Police intercept online threat, raid wrong house

It's a good thing Milan wasn't eating one of those at the time of the raid.

(Credit: Food Network Screenshot: Chris Matysczyk/CNET)

The occasional program on the Food Network can be quite frightening.

There's “Outrageous Food”, for example, where you can watch people build a 105-pound burger in Clinton, N.J.

However, please place yourself inside the stomach of 18-year-old Stephanie Milan as she sat at home watching the Food Network and was overtaken by a harsh queasiness.

For her door was broken down and in walked a SWAT team, which was not in the mood to make her a burrito.

The Evansville Courier-Press offers that the ingredients of this raid were somewhat confused.

The SWAT team was looking for computer equipment, which, if you're a SWAT team, you tend to search by breaking doors down.

This computer equipment, police believed, had been used to post threats (including references to explosives) against the police and members of police officer's families, via Topix.com.

This computer, police believed, was at the Milan family's Evansville, Ill., house.

Actually, what the police believed was that the threats had been posted using Milan's Wi-Fi. Hence the draconian manner of entry.

More Technically Incorrect

Milan insists that no member of her family has ever been involved in nefarious behavior. Police hinted that this may not entirely be the case.

However, local police Chief Billy Bolin said the police had no way of knowing if Milan's Wi-Fi had been appropriated by persons unknown.

So his officers banged on the outside wall, said “police, search warrant” three times and then smashed the door down. No, the procedure doesn't require them to wait for a reply. The Food Network can be absorbing, after all.

Sgt. Jason Cullum, a police department spokesman, told the Courier-Press: “This may be just somebody who was online just talking stupid.
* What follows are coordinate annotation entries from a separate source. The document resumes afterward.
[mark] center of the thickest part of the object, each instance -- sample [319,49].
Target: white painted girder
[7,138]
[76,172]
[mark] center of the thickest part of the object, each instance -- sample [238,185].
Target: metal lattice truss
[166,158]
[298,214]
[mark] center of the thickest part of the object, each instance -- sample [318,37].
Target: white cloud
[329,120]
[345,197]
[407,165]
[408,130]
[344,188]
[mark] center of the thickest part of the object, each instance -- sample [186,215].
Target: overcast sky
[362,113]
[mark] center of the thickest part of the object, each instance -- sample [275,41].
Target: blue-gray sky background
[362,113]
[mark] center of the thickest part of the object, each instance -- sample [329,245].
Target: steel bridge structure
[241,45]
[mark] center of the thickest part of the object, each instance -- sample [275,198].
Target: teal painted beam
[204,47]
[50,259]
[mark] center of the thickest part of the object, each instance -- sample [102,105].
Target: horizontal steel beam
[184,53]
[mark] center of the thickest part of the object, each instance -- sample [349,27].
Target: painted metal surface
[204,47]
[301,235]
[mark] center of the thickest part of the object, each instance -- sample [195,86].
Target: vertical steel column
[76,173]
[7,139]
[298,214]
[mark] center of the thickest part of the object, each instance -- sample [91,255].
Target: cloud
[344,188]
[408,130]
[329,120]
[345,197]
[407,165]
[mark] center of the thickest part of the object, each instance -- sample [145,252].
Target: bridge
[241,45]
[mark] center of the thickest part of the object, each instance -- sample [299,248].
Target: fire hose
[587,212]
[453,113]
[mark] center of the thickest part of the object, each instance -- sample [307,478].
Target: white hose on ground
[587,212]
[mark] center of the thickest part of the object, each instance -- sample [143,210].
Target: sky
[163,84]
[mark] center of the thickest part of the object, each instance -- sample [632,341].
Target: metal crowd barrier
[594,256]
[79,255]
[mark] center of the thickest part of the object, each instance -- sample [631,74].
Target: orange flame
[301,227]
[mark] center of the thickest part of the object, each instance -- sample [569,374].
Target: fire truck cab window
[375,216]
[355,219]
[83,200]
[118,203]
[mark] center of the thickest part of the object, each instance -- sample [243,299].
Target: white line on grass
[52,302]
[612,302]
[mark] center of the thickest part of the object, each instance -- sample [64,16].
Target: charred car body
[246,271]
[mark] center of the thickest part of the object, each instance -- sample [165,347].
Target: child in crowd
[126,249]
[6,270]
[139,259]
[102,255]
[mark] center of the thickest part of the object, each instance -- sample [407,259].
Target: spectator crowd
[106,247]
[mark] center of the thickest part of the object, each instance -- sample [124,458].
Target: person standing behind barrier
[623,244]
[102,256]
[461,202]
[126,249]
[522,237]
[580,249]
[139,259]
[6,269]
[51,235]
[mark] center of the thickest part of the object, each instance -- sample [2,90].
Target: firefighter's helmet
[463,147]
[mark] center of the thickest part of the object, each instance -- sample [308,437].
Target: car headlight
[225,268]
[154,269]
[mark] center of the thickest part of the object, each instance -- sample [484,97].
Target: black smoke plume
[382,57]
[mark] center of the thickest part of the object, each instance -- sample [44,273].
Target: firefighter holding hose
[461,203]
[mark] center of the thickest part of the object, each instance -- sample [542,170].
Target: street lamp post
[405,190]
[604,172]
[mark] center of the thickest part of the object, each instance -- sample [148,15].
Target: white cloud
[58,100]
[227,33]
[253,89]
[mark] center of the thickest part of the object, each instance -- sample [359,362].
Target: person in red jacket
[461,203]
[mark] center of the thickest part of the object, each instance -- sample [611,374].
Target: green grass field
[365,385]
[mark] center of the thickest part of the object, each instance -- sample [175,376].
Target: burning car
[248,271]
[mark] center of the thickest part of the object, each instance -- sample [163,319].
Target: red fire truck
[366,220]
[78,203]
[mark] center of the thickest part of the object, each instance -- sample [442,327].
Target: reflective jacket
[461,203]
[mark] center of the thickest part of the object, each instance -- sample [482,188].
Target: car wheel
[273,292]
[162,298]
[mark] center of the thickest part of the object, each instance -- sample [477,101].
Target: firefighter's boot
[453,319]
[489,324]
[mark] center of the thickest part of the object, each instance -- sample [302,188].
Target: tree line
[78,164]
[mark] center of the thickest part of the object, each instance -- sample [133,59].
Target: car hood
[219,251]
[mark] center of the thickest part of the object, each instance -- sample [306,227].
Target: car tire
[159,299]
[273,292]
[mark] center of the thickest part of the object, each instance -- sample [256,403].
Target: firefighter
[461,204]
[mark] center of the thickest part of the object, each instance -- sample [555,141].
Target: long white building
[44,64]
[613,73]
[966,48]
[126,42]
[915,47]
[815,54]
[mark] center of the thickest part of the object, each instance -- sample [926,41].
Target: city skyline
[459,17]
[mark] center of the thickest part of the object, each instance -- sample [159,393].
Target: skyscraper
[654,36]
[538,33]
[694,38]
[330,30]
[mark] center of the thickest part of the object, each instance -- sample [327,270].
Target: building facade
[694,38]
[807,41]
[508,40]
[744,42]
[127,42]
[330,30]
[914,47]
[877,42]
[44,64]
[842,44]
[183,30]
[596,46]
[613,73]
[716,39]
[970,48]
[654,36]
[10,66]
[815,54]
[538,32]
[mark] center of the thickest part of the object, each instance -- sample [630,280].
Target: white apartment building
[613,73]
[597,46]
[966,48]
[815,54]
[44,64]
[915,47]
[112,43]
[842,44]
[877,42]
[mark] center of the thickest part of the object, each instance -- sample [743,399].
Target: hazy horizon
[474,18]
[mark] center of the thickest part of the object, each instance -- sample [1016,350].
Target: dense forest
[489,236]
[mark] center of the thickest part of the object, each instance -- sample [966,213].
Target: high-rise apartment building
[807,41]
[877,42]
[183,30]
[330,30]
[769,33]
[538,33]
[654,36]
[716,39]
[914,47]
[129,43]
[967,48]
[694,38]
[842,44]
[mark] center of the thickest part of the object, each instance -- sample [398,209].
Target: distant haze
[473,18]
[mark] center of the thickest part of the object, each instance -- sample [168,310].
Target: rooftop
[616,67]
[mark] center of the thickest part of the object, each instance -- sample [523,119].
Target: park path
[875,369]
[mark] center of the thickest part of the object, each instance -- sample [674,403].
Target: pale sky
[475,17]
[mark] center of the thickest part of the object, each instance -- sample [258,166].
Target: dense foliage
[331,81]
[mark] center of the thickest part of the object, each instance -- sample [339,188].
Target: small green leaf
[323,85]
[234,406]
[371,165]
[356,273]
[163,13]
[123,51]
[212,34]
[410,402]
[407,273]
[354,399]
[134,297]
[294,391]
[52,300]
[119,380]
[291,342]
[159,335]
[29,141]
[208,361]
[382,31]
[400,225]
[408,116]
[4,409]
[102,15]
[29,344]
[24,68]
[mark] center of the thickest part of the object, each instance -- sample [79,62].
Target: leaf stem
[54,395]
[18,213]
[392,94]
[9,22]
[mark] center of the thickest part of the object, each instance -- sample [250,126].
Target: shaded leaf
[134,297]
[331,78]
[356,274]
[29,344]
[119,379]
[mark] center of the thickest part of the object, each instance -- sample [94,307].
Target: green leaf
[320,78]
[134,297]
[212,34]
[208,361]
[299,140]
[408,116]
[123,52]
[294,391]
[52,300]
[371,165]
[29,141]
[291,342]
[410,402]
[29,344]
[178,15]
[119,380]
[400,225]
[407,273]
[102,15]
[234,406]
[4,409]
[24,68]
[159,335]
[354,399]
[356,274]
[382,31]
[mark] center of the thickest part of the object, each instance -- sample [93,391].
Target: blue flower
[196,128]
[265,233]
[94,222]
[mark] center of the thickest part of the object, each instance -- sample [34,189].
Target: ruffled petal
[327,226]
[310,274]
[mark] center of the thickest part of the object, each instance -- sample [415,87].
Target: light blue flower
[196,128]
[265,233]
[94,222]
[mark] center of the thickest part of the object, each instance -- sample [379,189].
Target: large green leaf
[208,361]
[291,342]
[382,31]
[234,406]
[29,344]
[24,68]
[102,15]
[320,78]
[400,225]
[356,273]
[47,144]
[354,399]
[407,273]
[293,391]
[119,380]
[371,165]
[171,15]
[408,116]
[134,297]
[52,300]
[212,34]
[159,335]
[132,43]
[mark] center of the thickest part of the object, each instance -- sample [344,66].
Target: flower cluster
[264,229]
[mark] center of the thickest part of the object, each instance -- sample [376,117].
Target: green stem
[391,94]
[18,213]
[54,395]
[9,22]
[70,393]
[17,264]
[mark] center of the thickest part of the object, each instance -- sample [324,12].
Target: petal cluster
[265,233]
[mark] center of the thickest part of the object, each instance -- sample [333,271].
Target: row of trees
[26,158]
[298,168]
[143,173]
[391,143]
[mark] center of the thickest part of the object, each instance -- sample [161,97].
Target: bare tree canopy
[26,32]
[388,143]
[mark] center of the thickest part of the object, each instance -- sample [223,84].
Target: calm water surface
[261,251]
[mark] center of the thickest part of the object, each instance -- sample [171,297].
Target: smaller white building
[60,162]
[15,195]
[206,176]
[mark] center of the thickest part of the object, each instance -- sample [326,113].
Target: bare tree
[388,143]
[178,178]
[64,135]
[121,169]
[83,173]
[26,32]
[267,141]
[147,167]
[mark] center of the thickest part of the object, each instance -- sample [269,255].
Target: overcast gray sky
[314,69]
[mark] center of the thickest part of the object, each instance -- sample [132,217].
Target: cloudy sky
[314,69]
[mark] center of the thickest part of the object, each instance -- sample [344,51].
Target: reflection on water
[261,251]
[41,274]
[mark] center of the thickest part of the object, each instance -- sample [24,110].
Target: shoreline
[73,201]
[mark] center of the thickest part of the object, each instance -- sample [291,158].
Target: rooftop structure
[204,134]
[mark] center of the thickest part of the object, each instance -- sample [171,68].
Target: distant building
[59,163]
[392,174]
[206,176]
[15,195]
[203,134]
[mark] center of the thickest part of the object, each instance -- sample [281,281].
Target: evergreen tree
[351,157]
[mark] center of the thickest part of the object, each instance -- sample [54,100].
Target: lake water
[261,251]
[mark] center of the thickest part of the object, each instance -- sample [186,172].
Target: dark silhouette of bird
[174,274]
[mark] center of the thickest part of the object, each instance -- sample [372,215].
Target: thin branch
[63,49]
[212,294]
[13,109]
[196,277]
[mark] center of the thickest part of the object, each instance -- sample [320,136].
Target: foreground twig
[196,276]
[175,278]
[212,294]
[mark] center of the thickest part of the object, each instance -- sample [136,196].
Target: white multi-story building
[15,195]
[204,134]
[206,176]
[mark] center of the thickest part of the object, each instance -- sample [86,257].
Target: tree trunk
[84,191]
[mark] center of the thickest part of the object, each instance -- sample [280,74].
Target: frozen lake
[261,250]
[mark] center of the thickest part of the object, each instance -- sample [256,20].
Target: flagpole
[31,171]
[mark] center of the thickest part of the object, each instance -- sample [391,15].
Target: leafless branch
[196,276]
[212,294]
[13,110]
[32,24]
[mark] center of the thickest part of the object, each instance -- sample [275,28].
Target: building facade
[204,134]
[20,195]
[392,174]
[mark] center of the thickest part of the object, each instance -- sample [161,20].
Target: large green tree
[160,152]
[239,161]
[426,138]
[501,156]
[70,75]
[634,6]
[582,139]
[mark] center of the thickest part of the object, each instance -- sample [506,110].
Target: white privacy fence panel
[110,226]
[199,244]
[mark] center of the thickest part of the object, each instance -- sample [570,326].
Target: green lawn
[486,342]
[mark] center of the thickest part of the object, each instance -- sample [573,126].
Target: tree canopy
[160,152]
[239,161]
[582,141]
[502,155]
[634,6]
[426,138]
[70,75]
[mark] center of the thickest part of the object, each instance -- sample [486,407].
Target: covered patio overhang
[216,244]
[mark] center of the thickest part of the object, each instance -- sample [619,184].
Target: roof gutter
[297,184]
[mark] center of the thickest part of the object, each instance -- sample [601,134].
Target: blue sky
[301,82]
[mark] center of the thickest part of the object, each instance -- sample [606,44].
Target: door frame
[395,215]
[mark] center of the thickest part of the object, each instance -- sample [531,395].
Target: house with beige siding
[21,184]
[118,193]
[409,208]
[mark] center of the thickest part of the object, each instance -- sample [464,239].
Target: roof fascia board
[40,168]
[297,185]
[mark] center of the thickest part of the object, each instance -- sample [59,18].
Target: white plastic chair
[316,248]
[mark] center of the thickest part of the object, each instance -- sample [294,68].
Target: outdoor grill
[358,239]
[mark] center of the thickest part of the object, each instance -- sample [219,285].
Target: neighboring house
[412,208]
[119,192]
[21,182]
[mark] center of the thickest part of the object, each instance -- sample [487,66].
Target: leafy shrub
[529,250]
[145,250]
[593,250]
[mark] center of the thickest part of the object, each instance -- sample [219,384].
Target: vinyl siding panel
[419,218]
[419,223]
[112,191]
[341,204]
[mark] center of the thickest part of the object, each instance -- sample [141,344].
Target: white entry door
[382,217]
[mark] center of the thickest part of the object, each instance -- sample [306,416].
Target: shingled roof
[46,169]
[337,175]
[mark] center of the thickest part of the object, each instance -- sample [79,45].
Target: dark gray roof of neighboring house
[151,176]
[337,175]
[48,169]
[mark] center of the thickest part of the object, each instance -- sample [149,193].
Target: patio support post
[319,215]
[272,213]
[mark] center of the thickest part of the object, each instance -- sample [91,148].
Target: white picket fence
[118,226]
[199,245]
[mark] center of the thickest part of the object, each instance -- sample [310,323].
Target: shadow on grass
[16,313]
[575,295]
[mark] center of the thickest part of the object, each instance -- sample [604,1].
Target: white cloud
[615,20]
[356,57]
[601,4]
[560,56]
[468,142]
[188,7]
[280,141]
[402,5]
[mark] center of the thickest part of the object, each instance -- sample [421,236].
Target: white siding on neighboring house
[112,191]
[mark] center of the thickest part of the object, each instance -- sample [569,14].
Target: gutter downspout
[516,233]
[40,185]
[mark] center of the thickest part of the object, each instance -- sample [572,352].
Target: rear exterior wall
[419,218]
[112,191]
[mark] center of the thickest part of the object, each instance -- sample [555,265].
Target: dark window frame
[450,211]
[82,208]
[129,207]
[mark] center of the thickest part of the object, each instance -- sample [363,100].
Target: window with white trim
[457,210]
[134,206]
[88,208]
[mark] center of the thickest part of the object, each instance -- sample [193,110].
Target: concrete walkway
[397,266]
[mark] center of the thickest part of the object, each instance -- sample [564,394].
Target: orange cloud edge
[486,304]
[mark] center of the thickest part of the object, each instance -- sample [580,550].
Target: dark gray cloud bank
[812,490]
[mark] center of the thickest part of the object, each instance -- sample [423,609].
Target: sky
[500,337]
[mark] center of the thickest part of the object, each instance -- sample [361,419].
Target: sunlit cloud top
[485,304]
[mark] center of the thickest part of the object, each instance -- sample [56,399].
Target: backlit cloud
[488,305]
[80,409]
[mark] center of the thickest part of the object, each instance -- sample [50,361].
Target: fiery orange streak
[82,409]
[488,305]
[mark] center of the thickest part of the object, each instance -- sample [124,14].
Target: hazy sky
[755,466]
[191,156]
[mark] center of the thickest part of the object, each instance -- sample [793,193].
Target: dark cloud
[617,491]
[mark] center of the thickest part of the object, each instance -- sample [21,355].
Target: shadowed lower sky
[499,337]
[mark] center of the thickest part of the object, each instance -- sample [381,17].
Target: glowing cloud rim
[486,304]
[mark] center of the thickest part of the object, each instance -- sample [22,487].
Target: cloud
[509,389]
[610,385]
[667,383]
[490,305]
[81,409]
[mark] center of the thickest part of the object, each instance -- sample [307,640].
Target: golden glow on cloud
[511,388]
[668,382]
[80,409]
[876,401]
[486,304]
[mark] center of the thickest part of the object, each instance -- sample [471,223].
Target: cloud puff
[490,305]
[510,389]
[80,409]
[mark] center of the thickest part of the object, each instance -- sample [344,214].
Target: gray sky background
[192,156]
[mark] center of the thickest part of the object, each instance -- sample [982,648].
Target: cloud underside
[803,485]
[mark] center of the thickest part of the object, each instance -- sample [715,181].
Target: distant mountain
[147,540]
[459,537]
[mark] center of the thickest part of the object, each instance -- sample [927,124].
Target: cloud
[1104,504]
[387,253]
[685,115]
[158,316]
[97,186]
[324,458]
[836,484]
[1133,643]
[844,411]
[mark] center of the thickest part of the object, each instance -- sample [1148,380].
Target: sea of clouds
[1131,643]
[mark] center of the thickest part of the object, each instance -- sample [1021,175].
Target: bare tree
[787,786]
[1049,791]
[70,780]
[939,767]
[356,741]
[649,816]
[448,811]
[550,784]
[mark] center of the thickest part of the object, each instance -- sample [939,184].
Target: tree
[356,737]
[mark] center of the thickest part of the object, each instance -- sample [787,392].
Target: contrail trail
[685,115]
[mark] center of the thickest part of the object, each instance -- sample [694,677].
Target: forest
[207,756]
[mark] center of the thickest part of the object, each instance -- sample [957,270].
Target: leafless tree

What I would suggest to anybody who visits websites like that is that their comments can be taken literally.”

The police, though, claim they now know who the miscreants might be and have agreed to repair the front door. A grenade they tossed inside seems to have caused a little carpet-staining, too.

The police are still in possession of Stephanie Milan's computer, and one can only hope that the case is resolved soon. One wonders, though, what would have happened had Milan been watching “Law and Order,” rather than the Food Network.